Martelli si interroga poi su chi siano i soggetti sociali dei meriti (che possono agire) e dei bisogni (che devono agire) e ne propone un’alleanza riformista, guidata dal Psi, che spiazzi il Pci e dia voce alla “maggioranza riformista”. Come è andata a finire, lo sappiamo. Ma i punti focali del discorso di Martelli “iniziativa politica-soggetti sociali-meriti-bisogni” interrogano anche oggi le forze politiche, che però ne fanno un uso sloganistico, privo dello spessore analitico che il discorso di Rimini portava con sé.

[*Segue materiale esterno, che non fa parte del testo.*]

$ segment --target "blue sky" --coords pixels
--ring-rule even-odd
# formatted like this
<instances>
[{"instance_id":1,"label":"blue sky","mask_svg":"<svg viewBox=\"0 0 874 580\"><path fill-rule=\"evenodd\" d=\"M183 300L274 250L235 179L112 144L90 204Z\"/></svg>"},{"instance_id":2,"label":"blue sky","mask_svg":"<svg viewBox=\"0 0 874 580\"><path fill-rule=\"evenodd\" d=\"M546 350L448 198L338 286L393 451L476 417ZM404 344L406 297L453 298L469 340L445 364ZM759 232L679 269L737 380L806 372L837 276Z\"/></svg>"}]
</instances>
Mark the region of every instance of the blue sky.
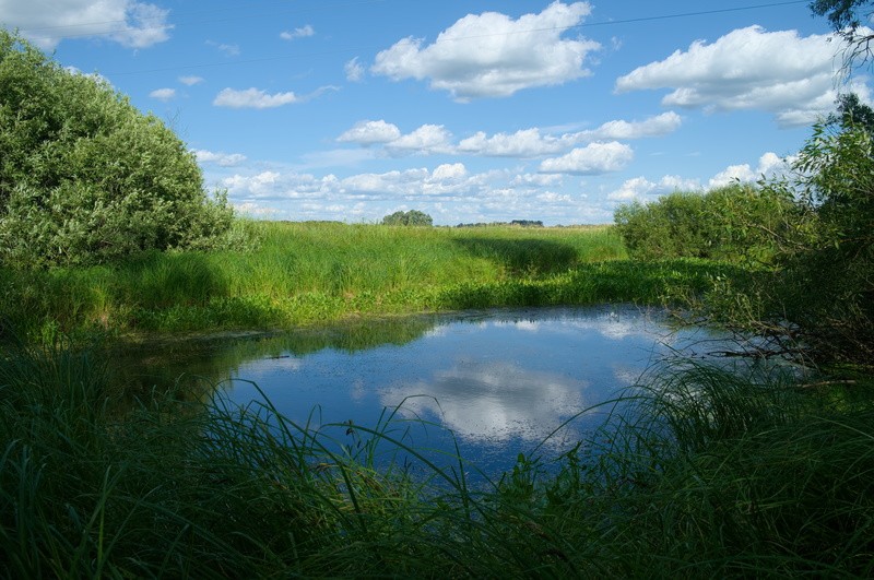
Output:
<instances>
[{"instance_id":1,"label":"blue sky","mask_svg":"<svg viewBox=\"0 0 874 580\"><path fill-rule=\"evenodd\" d=\"M848 90L807 4L0 0L0 22L167 122L244 213L567 225L779 173Z\"/></svg>"}]
</instances>

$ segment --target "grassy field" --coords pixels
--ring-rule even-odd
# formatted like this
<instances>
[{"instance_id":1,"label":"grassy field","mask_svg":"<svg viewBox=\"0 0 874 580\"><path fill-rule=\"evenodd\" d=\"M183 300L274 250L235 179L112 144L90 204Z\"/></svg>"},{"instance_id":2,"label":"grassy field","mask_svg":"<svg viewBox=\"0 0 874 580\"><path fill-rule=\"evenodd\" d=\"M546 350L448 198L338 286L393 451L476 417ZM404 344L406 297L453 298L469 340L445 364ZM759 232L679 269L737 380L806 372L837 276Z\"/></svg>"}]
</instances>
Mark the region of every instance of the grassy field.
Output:
<instances>
[{"instance_id":1,"label":"grassy field","mask_svg":"<svg viewBox=\"0 0 874 580\"><path fill-rule=\"evenodd\" d=\"M610 227L260 223L248 252L146 253L113 267L0 270L0 319L28 342L88 333L282 329L493 306L653 304L719 270L628 262Z\"/></svg>"},{"instance_id":2,"label":"grassy field","mask_svg":"<svg viewBox=\"0 0 874 580\"><path fill-rule=\"evenodd\" d=\"M261 224L251 252L0 271L0 577L874 575L870 378L653 369L600 430L504 474L378 425L316 429L202 379L131 392L94 334L271 329L494 306L682 303L695 260L612 228ZM64 346L67 345L67 346ZM845 372L846 375L846 372ZM803 381L803 382L802 382ZM206 386L211 390L211 386ZM437 428L436 426L434 428ZM388 462L392 450L403 462ZM379 467L377 467L379 465Z\"/></svg>"},{"instance_id":3,"label":"grassy field","mask_svg":"<svg viewBox=\"0 0 874 580\"><path fill-rule=\"evenodd\" d=\"M874 409L852 390L662 368L577 448L472 486L391 410L315 429L269 401L204 412L186 383L119 406L103 368L0 365L2 577L874 573Z\"/></svg>"}]
</instances>

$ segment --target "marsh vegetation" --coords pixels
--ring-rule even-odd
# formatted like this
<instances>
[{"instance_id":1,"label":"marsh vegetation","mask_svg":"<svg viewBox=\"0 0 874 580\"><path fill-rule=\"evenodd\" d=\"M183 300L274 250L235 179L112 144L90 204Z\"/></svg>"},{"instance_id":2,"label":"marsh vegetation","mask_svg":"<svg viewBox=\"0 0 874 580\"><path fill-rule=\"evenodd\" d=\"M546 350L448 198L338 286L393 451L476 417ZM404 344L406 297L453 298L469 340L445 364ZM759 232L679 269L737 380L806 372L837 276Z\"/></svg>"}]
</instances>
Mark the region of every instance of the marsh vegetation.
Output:
<instances>
[{"instance_id":1,"label":"marsh vegetation","mask_svg":"<svg viewBox=\"0 0 874 580\"><path fill-rule=\"evenodd\" d=\"M158 120L5 32L0 99L0 575L874 575L874 152L852 111L792 179L615 226L456 229L235 218ZM190 375L131 389L105 359L156 336L600 303L720 324L805 372L666 363L579 445L473 485L461 453L399 437L395 409L316 428Z\"/></svg>"}]
</instances>

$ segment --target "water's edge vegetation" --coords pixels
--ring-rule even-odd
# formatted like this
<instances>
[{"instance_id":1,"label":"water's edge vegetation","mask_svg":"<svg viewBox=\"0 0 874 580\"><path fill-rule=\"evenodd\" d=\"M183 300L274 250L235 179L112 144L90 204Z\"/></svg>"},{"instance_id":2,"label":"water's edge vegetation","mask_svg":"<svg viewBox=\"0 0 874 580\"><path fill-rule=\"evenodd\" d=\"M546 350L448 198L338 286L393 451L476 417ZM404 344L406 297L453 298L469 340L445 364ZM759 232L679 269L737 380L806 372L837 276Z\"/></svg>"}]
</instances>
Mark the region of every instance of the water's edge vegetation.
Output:
<instances>
[{"instance_id":1,"label":"water's edge vegetation","mask_svg":"<svg viewBox=\"0 0 874 580\"><path fill-rule=\"evenodd\" d=\"M145 252L88 268L0 268L0 313L26 342L60 335L271 330L500 306L661 304L727 264L638 263L606 226L409 228L241 223L248 251ZM739 269L733 269L740 273Z\"/></svg>"},{"instance_id":2,"label":"water's edge vegetation","mask_svg":"<svg viewBox=\"0 0 874 580\"><path fill-rule=\"evenodd\" d=\"M249 253L3 271L8 328L28 338L8 341L0 366L4 575L874 573L863 377L800 383L677 362L641 379L624 406L634 414L472 486L475 465L416 448L393 410L378 425L319 429L267 400L238 409L220 396L204 410L199 379L132 393L83 347L415 310L689 305L755 275L701 259L631 261L612 228L258 227ZM227 313L247 300L265 306ZM386 467L386 449L416 460Z\"/></svg>"},{"instance_id":3,"label":"water's edge vegetation","mask_svg":"<svg viewBox=\"0 0 874 580\"><path fill-rule=\"evenodd\" d=\"M239 220L162 121L2 29L0 113L0 577L874 576L858 98L794 177L568 228ZM575 449L472 486L395 410L317 429L105 364L156 336L600 303L676 308L808 371L654 368Z\"/></svg>"}]
</instances>

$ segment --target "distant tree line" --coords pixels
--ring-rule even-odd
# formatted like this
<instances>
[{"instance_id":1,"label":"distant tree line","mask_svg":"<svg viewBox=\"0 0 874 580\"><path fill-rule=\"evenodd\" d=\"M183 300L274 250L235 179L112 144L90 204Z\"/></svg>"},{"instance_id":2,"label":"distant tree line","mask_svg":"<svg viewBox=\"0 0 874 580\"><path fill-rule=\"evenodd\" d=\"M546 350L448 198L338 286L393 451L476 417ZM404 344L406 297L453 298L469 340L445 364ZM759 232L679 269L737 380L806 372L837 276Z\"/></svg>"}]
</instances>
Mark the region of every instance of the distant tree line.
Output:
<instances>
[{"instance_id":1,"label":"distant tree line","mask_svg":"<svg viewBox=\"0 0 874 580\"><path fill-rule=\"evenodd\" d=\"M676 192L615 212L640 259L704 258L757 268L716 280L709 304L730 325L816 356L874 360L874 110L842 96L787 176Z\"/></svg>"},{"instance_id":2,"label":"distant tree line","mask_svg":"<svg viewBox=\"0 0 874 580\"><path fill-rule=\"evenodd\" d=\"M0 28L0 264L105 263L206 249L233 211L194 155L106 81Z\"/></svg>"},{"instance_id":3,"label":"distant tree line","mask_svg":"<svg viewBox=\"0 0 874 580\"><path fill-rule=\"evenodd\" d=\"M543 227L540 220L513 220L512 222L477 222L475 224L458 224L456 227L494 227L494 226L519 226L519 227Z\"/></svg>"},{"instance_id":4,"label":"distant tree line","mask_svg":"<svg viewBox=\"0 0 874 580\"><path fill-rule=\"evenodd\" d=\"M434 225L434 220L430 215L418 210L410 210L409 212L394 212L382 218L382 225L404 225L404 226L430 226Z\"/></svg>"}]
</instances>

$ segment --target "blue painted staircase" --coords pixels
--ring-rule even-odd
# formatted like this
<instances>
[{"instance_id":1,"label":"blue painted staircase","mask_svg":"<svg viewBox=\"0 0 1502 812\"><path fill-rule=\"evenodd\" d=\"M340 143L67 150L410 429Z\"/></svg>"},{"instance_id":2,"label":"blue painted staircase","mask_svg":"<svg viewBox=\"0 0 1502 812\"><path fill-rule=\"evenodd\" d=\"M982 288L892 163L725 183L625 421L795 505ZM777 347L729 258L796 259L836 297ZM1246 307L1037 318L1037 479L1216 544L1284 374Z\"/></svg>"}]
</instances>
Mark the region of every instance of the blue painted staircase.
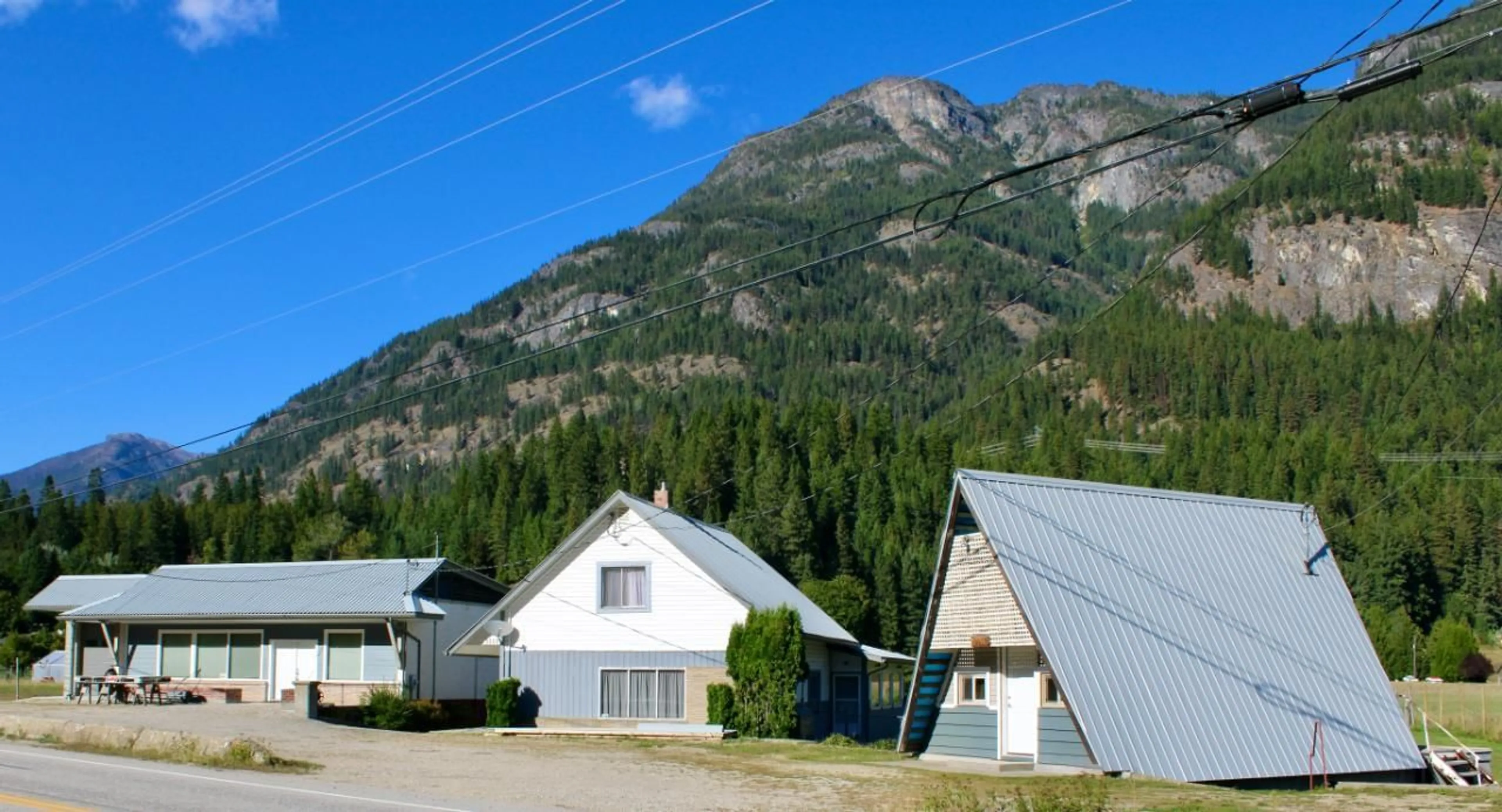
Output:
<instances>
[{"instance_id":1,"label":"blue painted staircase","mask_svg":"<svg viewBox=\"0 0 1502 812\"><path fill-rule=\"evenodd\" d=\"M907 725L907 741L904 741L903 747L906 752L916 753L928 747L928 737L934 732L934 719L939 716L939 702L943 698L952 660L954 654L949 651L928 651L924 654L924 668L918 675L913 719Z\"/></svg>"}]
</instances>

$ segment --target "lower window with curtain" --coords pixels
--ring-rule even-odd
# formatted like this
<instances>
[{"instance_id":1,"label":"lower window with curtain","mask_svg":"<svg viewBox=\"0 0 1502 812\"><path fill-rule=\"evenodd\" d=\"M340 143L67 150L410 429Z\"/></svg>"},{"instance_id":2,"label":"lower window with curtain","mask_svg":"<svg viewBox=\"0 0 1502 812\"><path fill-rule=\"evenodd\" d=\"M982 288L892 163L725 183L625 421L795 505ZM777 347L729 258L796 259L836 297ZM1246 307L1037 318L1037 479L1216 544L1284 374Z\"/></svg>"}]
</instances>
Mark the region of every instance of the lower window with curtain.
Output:
<instances>
[{"instance_id":1,"label":"lower window with curtain","mask_svg":"<svg viewBox=\"0 0 1502 812\"><path fill-rule=\"evenodd\" d=\"M604 668L599 716L604 719L682 719L682 668Z\"/></svg>"}]
</instances>

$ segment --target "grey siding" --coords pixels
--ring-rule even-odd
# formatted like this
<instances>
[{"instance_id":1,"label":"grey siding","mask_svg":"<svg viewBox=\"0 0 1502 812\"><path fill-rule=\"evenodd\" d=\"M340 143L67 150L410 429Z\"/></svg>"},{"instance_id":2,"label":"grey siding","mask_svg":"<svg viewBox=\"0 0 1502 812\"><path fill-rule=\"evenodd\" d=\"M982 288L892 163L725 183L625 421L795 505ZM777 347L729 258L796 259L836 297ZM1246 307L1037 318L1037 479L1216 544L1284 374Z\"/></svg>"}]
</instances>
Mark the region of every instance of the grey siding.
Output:
<instances>
[{"instance_id":1,"label":"grey siding","mask_svg":"<svg viewBox=\"0 0 1502 812\"><path fill-rule=\"evenodd\" d=\"M1311 509L960 471L1105 771L1188 782L1422 768ZM1310 618L1319 618L1317 623Z\"/></svg>"},{"instance_id":2,"label":"grey siding","mask_svg":"<svg viewBox=\"0 0 1502 812\"><path fill-rule=\"evenodd\" d=\"M1038 708L1038 764L1095 767L1095 759L1084 747L1084 738L1074 725L1069 708Z\"/></svg>"},{"instance_id":3,"label":"grey siding","mask_svg":"<svg viewBox=\"0 0 1502 812\"><path fill-rule=\"evenodd\" d=\"M228 630L228 632L260 632L261 633L261 675L260 678L272 678L272 663L270 653L266 651L266 644L273 639L309 639L318 645L318 669L323 669L323 632L324 629L338 630L362 630L365 632L365 680L366 681L391 681L397 678L397 651L391 647L391 636L386 633L385 624L377 623L338 623L333 621L327 627L309 623L221 623L215 620L206 620L203 623L171 623L171 624L131 624L126 635L128 654L126 668L131 674L156 674L159 666L158 659L158 635L161 632L204 632L204 630ZM108 650L101 651L104 657L108 657ZM89 653L86 650L86 674L89 674L87 660ZM102 672L102 668L101 668Z\"/></svg>"},{"instance_id":4,"label":"grey siding","mask_svg":"<svg viewBox=\"0 0 1502 812\"><path fill-rule=\"evenodd\" d=\"M984 705L939 708L930 753L996 758L996 711Z\"/></svg>"},{"instance_id":5,"label":"grey siding","mask_svg":"<svg viewBox=\"0 0 1502 812\"><path fill-rule=\"evenodd\" d=\"M724 665L724 651L511 651L511 675L521 680L523 692L530 689L536 695L535 710L544 719L598 717L601 668ZM505 654L500 666L506 668Z\"/></svg>"}]
</instances>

L’iniziativa politica è ridotta al leaderismo, senza articolare il tema della rappresentanza, della forma-partito e del ricambio della classe dirigente. I richiami ai soggetti sociali oscillano tra la falsa coscienza di un “interesse nazionale” e l’idea che il bene dei più forti equivalga al bene di tutti, per un meccanismo di “sgocciolamento” che in realtà ha già mostrato tutta la sua inconsistenza. Meriti e bisogni, poi, sono invocati senza riferirsi al tema dei poteri e della libertà di agire. Se i temi del “riformismo” del Pd sono questi, è bene attrezzarsi per non ripetere gli errori fatti in questi quarant’anni.